There is a very brief moment at the end that ties into an ongoing arc, but it is adequately self-contained; it just establishes that someone is traveling around searching for the Doctor, which is a pretty common state of affairs, and it is presented in a way that ties into Horror of Glam Rock's themes instead of teasing for another story.
Listening to the bonus track of the song at the center of the story, I find it's a little more repetitive than I remember it, but still a very good pastiche. Its in-story appearance is mostly in the background and enjoyment of the episode doesn't depend at all on liking the song.

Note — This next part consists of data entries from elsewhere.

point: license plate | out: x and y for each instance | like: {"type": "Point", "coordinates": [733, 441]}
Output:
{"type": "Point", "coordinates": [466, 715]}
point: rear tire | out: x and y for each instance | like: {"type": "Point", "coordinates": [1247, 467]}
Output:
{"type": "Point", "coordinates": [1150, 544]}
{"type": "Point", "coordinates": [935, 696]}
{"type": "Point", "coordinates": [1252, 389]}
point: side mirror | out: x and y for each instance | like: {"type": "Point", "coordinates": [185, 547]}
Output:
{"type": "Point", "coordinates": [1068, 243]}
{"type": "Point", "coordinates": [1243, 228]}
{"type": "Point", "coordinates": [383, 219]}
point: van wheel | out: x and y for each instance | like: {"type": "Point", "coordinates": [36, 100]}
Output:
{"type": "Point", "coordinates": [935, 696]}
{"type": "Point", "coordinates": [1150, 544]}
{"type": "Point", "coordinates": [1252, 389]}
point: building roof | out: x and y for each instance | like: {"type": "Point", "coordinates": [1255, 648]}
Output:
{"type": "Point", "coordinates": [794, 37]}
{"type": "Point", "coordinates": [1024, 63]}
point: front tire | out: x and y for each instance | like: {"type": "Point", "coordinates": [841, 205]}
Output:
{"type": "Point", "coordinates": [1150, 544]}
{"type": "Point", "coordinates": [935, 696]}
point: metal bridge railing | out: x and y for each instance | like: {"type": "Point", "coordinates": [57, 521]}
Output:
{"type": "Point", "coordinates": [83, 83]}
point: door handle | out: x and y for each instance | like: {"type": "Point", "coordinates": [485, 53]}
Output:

Horror of Glam Rock is a very good Doctor Who audio. If I were going to recommend just one story from the first series of Eighth Doctor Adventures, it would be No More Lies, but I wouldn't argue against someone else recommending Horror of Glam Rock, and No More Lies doesn't have any later arc significance like Auntie Pat's role in Horror of Glam Rock does. If you're a completist who cares about arcs, then Horror of Glam Rock is likely to be a high point of it for you (although in that case you'd logically be getting the entire series).